Tive três bons amigos quando morei naquele lugar; Um deles morreu, não voltou das férias e quando perguntei a mãe dele, ela começou a chorar. Aí minha mãe me explicou. Foi meu primeiro contato com a morte. Perdi muitos amigos. (O confronto com a Morte, diz Savater, marca o início do pensamento nos humanos. Quando você pensa na morte pela primeira vez, na verdade você pensa pela primeira vez porque a morte desperta a consciência da vida, desperta o medo. e levanta questões também ...)

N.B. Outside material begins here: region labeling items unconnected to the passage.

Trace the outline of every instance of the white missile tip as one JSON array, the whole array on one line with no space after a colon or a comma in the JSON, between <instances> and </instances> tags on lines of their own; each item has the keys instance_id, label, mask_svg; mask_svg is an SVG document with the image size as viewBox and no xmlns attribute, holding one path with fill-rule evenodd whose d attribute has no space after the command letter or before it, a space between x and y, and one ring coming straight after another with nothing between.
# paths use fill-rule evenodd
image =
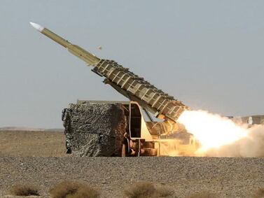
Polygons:
<instances>
[{"instance_id":1,"label":"white missile tip","mask_svg":"<svg viewBox=\"0 0 264 198\"><path fill-rule=\"evenodd\" d=\"M30 24L36 29L37 29L38 31L39 31L40 32L42 31L42 30L43 30L44 27L43 27L41 25L39 24L36 24L36 23L34 23L34 22L29 22Z\"/></svg>"}]
</instances>

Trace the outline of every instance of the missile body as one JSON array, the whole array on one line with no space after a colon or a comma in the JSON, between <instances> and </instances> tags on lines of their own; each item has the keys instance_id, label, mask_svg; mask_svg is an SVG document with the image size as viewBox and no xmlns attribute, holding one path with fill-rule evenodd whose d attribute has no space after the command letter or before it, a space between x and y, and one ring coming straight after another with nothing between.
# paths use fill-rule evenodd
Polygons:
<instances>
[{"instance_id":1,"label":"missile body","mask_svg":"<svg viewBox=\"0 0 264 198\"><path fill-rule=\"evenodd\" d=\"M36 23L30 24L88 65L93 66L92 71L106 78L104 83L109 84L130 100L137 101L142 108L153 113L157 118L168 118L176 122L182 112L188 109L181 101L157 89L143 78L130 71L127 68L123 67L113 60L99 59L50 30Z\"/></svg>"},{"instance_id":2,"label":"missile body","mask_svg":"<svg viewBox=\"0 0 264 198\"><path fill-rule=\"evenodd\" d=\"M57 35L48 29L43 27L41 25L34 22L30 22L30 24L45 36L48 36L63 47L67 48L69 52L83 59L88 64L95 66L100 61L100 59L96 56L92 55L89 52L76 45L71 44L70 42Z\"/></svg>"}]
</instances>

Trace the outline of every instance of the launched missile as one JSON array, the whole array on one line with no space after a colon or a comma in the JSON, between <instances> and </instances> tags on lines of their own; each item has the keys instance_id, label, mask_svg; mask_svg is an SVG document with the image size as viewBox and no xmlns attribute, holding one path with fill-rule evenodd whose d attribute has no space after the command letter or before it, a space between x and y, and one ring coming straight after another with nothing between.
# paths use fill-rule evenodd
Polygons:
<instances>
[{"instance_id":1,"label":"launched missile","mask_svg":"<svg viewBox=\"0 0 264 198\"><path fill-rule=\"evenodd\" d=\"M106 78L104 83L109 84L130 100L137 101L142 108L153 113L157 118L168 118L176 122L182 112L188 109L181 101L157 89L143 78L130 71L127 68L123 67L113 60L99 59L47 28L34 22L30 24L88 65L94 66L92 71Z\"/></svg>"}]
</instances>

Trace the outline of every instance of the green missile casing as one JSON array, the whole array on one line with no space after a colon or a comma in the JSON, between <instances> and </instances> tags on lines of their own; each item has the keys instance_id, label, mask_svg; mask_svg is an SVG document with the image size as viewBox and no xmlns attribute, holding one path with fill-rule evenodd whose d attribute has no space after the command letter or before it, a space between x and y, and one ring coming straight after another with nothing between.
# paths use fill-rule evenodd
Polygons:
<instances>
[{"instance_id":1,"label":"green missile casing","mask_svg":"<svg viewBox=\"0 0 264 198\"><path fill-rule=\"evenodd\" d=\"M36 25L37 27L35 27ZM157 118L176 122L181 114L185 110L189 109L181 101L157 89L143 78L139 77L115 61L99 59L46 28L36 24L32 26L43 34L67 48L71 53L88 65L94 66L92 71L106 78L104 80L104 83L109 84L130 100L137 101L142 108L153 113Z\"/></svg>"}]
</instances>

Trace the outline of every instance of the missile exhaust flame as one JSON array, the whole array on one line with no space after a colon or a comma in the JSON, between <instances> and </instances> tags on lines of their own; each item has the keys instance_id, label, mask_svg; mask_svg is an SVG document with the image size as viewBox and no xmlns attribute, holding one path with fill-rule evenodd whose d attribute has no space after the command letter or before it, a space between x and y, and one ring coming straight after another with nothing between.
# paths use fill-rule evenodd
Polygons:
<instances>
[{"instance_id":1,"label":"missile exhaust flame","mask_svg":"<svg viewBox=\"0 0 264 198\"><path fill-rule=\"evenodd\" d=\"M198 155L245 138L249 132L228 118L204 111L185 111L178 121L200 142Z\"/></svg>"}]
</instances>

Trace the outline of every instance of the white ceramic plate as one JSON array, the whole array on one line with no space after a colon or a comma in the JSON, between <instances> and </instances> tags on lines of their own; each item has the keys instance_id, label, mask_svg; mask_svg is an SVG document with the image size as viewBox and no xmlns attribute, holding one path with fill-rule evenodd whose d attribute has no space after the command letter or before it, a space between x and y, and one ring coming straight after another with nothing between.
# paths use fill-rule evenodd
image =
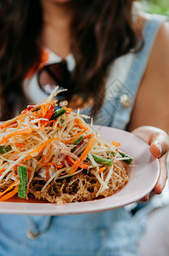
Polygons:
<instances>
[{"instance_id":1,"label":"white ceramic plate","mask_svg":"<svg viewBox=\"0 0 169 256\"><path fill-rule=\"evenodd\" d=\"M134 158L129 171L129 182L120 192L104 199L62 206L14 198L13 201L0 202L0 213L68 215L96 212L131 204L151 191L157 182L160 169L158 160L149 150L149 145L129 132L105 126L95 127L102 138L107 142L121 143L121 150Z\"/></svg>"}]
</instances>

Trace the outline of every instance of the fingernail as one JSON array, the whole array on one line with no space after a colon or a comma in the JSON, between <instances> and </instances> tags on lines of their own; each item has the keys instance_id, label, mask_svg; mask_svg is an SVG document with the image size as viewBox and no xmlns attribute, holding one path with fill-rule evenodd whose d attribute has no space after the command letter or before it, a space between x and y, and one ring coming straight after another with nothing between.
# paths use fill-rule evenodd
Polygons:
<instances>
[{"instance_id":1,"label":"fingernail","mask_svg":"<svg viewBox=\"0 0 169 256\"><path fill-rule=\"evenodd\" d=\"M156 146L157 146L157 148L159 148L159 150L160 150L160 153L159 153L159 155L158 155L158 157L160 157L161 154L162 154L162 147L161 147L161 144L155 144Z\"/></svg>"}]
</instances>

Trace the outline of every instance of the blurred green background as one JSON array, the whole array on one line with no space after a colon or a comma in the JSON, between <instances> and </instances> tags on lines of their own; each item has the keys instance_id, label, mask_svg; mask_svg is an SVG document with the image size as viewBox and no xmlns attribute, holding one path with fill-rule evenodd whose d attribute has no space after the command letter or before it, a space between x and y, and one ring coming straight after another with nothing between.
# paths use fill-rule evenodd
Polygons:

Concluí a escola primária na Cidade do México, numa pequena escola da qual guardo boas lembranças e onde fiz bons amigos. Naquela época morávamos na zona sul da cidade, num conjunto habitacional com quarenta e sete prédios, lembro bem. Ficava perto da Universidade Nacional, então alguns professores e pesquisadores daquela instituição moravam... com suas famílias, claro. Durante as ditaduras latino-americanas da década de 1970, o México acolheu muitas pessoas perseguidas politicamente de várias nacionalidades, especialmente argentinos e chilenos. Alguns deles encontraram trabalho na UNAM e alguns viviam em edifícios próximos ao meu. Na verdade, meu melhor amigo naquela época era um chileno de quem me lembro com muito carinho... desde então nos vimos algumas vezes, ainda somos amigos. Tínhamos um pacto entre nós, um segredo que ninguém mais deveria compartilhar: éramos comunistas... (isto é, sabíamos que havia algo diferente no nosso passado, na nossa história, e tínhamos a vaga ideia de que uma vaga o sentimento de justiça justificava essa diferença... Enfim, um trava-língua bastante infantil).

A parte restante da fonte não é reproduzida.